Implementing the Transaction before Signing a Contract, How to Deal with the Relevant Disputes?
In commercial activities, it is not rare that the parties would implement a transaction before signing a contract, due to the time requirements, or a party is too eager to obtain a transaction opportunity and so on. However, once there is any dispute, such as a disagreement over the terms of the transaction; or the seller has implemented its responsibilities, but the buyer refuses to pay, then it would be very difficult for the parties to claim their rights and interests.
In fact, if both parties have implemented a transaction before signing a contract, it shall be deemed as a factual contract. The basis is Article 2 of the “Interpretation II of the Supreme People’s Court of Several Issues concerning the Application of the Contract Law”, in which it prescribes where the parties did not conclude a contract in a written or verbal form, but it may be inferred from the civil conduct of both parties that both parties intended to conclude the contract, the people’s court may determine that the contract was concluded in “any other form” as mentioned in paragraph 1 of Article 10 of the Contract Law, unless it is otherwise provided for by law.
In view of the above, where there is no written contract between the parties, a party has implemented its responsibilities, and the other party accepts such implementation, then it shall be deemed as a factual contract.

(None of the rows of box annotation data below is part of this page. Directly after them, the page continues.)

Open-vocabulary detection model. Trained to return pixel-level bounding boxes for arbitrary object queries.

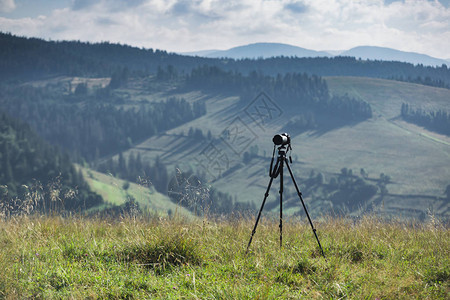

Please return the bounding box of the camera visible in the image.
[272,133,291,146]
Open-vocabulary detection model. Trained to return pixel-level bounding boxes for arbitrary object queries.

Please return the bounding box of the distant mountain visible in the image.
[339,46,449,66]
[183,43,332,59]
[182,43,450,66]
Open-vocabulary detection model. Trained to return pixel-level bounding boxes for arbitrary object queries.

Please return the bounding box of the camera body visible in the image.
[272,133,291,146]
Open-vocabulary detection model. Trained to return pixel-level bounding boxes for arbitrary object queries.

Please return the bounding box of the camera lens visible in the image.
[272,133,290,145]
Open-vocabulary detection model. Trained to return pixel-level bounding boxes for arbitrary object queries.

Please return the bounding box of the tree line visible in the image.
[185,65,372,126]
[401,103,450,136]
[0,86,206,161]
[0,33,450,86]
[0,111,102,214]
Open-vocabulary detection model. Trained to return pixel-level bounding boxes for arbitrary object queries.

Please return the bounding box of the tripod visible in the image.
[245,141,325,257]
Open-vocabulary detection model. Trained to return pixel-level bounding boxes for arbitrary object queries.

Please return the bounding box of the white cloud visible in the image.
[0,0,16,13]
[0,0,450,58]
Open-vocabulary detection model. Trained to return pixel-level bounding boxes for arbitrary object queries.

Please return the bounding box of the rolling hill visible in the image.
[110,77,450,217]
[182,43,450,66]
[184,43,331,59]
[0,34,450,219]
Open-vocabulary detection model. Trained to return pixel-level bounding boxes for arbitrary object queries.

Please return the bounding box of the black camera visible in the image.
[272,133,291,146]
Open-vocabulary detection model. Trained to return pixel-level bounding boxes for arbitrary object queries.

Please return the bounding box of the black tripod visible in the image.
[246,133,325,257]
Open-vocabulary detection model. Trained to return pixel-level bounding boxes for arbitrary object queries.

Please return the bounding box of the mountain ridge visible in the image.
[180,43,450,66]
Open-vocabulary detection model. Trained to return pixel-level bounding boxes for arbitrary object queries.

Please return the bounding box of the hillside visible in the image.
[186,43,331,59]
[0,34,450,219]
[118,77,450,217]
[182,43,449,66]
[77,166,192,217]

The key problem is how to prove the facts when disputes are raised?
Article 1 of the “Interpretation of the Supreme People’s Court on Issues Concerning the Application of Law for the Trial of Cases of Disputes over Sales Contracts” prescribes where there is no written contract between the parties and one party claims that a sales contract exists on the basis of delivery notes, goods received notes, settlement statements and invoices, the people’s court shall determine whether a sales contract has been formed by considering the transaction methods and customary business practices between the parties as well as other relevant evidence.
In judicial practice, the court would review the existence and validity of the above evidence one by one. If the evidence chain could not be built up, and a party could not prove the existence of the transaction, or there is any conflict among evidence, then the court would not confirm the contract relationship. For example, in the case, ITOCHU Corporation v. China Telecom Technology Co., Ltd. sales contract dispute, (2011)Min Shen No.170, the Supreme People’s Court found that ITOCHU used the purchasing platform of Hua Ke Company and email, to make order and arrange payment, the court confirmed the existence and validity of those implementation behaviors. However, because ITOCHU did not list the products with the specific order number, furthermore, it could not prove the order number of the products which have been sold to China Telecom Technology Co., Ltd., and the consequence was that the ITOCHU failed to prove the delivery time, price of the transaction, finally, ITOCHU lost the case.
Therefore, in the execution and implementation of a contract, companies shall pay attention to 2 points. Firstly, a written contract is a must. Secondly, if a written contract could not be signed, then the parties shall keep the evidence during the transaction.